The celebration of the penkkarit varies from school to school. Usually, the school-leaving students dress as for a masquerade, following a theme decided by themselves. The event often includes following elements
- school-leavers visiting the classes of junior students, interrupting the teaching and replacing it with a parody class.
- throwing candy at the junior students
- visiting lower secondary or primary school, meeting old teachers and throwing candy
- singing parodic songs about the teachers
- presenting a humorous short film (Finnish: abivideo) to other students at the school hall

The ceremonies usually end with the school-leavers riding away from the school on lorries decorated for the purpose. The design of the decorations is usually a mixture of pride in and insult at their own school. Often, the students then visit the major local elementary schools.
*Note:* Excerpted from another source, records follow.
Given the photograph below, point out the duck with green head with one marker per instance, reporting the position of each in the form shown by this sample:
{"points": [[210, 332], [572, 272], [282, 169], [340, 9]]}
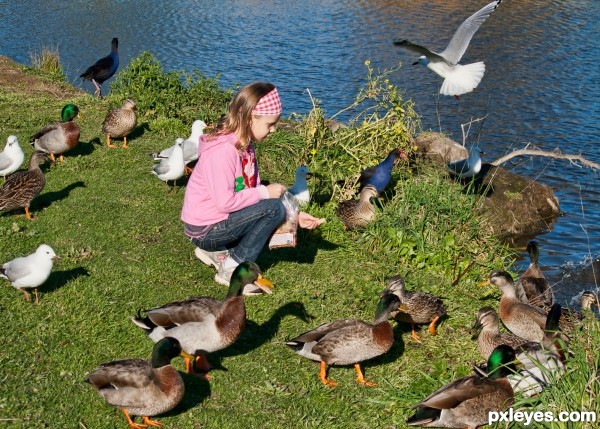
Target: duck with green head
{"points": [[58, 137], [204, 324], [467, 402], [349, 341], [139, 387], [540, 364]]}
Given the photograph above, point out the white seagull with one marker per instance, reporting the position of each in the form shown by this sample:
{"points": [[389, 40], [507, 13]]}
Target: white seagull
{"points": [[458, 79], [173, 166], [468, 167], [30, 271], [190, 145], [11, 157], [300, 187]]}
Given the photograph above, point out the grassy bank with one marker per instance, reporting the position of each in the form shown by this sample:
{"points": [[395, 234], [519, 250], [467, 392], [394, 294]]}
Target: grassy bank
{"points": [[117, 230]]}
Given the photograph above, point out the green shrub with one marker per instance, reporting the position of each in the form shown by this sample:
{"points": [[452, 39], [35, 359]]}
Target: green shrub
{"points": [[178, 95]]}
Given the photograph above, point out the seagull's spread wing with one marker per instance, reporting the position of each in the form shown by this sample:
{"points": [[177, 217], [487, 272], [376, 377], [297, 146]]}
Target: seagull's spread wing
{"points": [[418, 49], [461, 39]]}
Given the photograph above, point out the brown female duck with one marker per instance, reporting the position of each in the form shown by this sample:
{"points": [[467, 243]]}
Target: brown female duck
{"points": [[139, 387], [523, 320], [358, 213], [417, 307], [349, 341], [487, 332], [22, 187], [120, 122], [533, 287], [204, 324], [58, 137]]}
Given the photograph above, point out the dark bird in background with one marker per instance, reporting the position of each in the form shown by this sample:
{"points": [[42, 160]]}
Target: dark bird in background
{"points": [[379, 175], [103, 69]]}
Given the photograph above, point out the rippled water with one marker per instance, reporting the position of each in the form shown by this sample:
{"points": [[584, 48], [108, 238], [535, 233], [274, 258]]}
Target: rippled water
{"points": [[542, 84]]}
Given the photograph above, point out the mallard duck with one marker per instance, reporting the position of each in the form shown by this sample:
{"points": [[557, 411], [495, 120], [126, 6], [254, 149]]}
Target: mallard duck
{"points": [[467, 402], [171, 167], [11, 157], [22, 187], [358, 213], [204, 324], [487, 332], [58, 137], [300, 187], [29, 272], [139, 387], [104, 68], [380, 175], [539, 364], [468, 167], [120, 122], [417, 307], [190, 146], [524, 320], [349, 341], [533, 287]]}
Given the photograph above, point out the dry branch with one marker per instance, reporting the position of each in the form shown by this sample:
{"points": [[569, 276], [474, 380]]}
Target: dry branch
{"points": [[556, 155]]}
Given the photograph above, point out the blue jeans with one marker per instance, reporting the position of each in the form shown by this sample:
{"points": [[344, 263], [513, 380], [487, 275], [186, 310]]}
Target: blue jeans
{"points": [[245, 232]]}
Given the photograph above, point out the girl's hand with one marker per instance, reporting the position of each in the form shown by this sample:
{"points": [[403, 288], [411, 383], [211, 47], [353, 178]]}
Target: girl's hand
{"points": [[276, 190], [309, 222]]}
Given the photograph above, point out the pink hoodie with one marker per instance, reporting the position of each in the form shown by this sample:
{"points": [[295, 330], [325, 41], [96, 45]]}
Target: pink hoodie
{"points": [[210, 194]]}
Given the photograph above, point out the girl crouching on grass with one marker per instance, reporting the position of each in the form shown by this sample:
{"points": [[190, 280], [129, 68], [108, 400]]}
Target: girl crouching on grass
{"points": [[227, 213]]}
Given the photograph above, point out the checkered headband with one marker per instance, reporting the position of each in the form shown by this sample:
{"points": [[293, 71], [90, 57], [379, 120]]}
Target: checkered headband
{"points": [[269, 104]]}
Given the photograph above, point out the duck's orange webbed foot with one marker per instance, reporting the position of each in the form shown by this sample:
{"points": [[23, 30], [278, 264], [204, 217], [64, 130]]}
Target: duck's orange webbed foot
{"points": [[360, 377], [323, 376]]}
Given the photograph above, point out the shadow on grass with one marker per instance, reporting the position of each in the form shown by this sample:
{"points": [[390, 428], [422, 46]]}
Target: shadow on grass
{"points": [[304, 252], [84, 148], [45, 200], [256, 335], [59, 279]]}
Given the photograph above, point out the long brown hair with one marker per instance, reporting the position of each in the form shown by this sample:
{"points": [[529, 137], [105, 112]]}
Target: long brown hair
{"points": [[239, 113]]}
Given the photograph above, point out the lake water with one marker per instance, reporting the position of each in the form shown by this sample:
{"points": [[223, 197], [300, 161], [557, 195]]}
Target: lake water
{"points": [[542, 83]]}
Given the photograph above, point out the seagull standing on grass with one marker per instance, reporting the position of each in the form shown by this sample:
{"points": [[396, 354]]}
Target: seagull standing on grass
{"points": [[468, 167], [190, 146], [29, 272], [300, 187], [11, 157], [172, 167], [458, 79]]}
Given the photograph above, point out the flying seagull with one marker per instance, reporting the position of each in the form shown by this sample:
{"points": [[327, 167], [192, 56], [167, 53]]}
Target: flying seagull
{"points": [[458, 79]]}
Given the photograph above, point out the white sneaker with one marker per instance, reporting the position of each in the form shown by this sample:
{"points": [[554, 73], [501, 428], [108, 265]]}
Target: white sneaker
{"points": [[211, 258], [224, 275]]}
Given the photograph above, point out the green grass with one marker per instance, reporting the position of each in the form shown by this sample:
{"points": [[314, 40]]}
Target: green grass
{"points": [[117, 229]]}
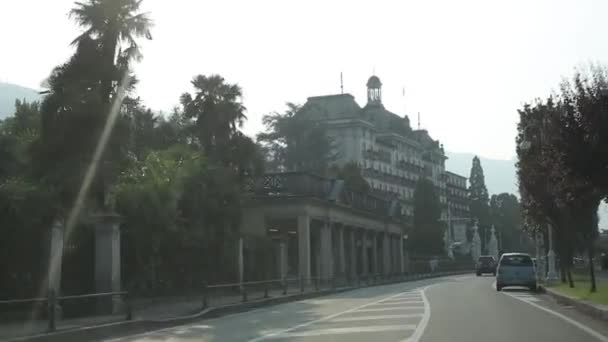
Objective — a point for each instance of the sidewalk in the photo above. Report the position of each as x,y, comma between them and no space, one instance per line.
156,313
594,304
149,309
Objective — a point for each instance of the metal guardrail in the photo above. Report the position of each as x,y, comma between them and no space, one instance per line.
53,301
246,289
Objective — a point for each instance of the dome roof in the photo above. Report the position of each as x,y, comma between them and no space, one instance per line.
374,82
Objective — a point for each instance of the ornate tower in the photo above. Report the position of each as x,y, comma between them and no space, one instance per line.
374,90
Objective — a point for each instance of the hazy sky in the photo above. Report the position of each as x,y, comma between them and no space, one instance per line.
466,65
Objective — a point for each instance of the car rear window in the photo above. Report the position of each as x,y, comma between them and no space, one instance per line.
516,260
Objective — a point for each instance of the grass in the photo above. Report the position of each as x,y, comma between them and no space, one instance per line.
581,289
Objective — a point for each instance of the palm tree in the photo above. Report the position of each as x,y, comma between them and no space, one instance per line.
217,111
115,25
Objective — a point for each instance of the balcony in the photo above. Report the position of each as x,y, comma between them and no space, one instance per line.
300,184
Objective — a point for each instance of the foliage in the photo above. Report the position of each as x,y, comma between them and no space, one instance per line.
294,142
427,233
479,198
561,149
505,215
351,174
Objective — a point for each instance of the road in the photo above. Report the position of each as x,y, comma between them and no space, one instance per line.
450,309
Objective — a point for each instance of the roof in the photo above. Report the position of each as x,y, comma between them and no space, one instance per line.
331,107
455,174
374,82
385,120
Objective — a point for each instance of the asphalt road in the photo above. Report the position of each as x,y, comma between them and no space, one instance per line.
451,309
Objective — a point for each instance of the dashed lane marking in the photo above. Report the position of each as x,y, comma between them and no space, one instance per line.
366,318
391,309
426,316
283,332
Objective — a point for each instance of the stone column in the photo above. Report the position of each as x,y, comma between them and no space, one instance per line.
401,255
326,251
395,254
353,253
304,247
386,254
240,260
107,257
284,257
374,239
55,261
364,245
341,255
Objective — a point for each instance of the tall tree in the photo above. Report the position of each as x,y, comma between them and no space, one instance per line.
111,30
427,234
505,215
479,198
115,26
216,111
294,142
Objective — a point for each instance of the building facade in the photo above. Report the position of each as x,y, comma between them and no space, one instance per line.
391,155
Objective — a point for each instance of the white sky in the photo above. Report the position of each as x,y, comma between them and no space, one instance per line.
466,65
In larger towns, the penkkarit culminate at a parade where the lorries drive across the city at a slow speed, and the final-year students on top of them shouting slogans and throwing candy at passers-by. The event is particularly popular among children, who come to the streets to collect free candy. For example, in April 2022 there were more than 4000 local final-year students in individual lorries and trucks that drove the students in around Central Helsinki.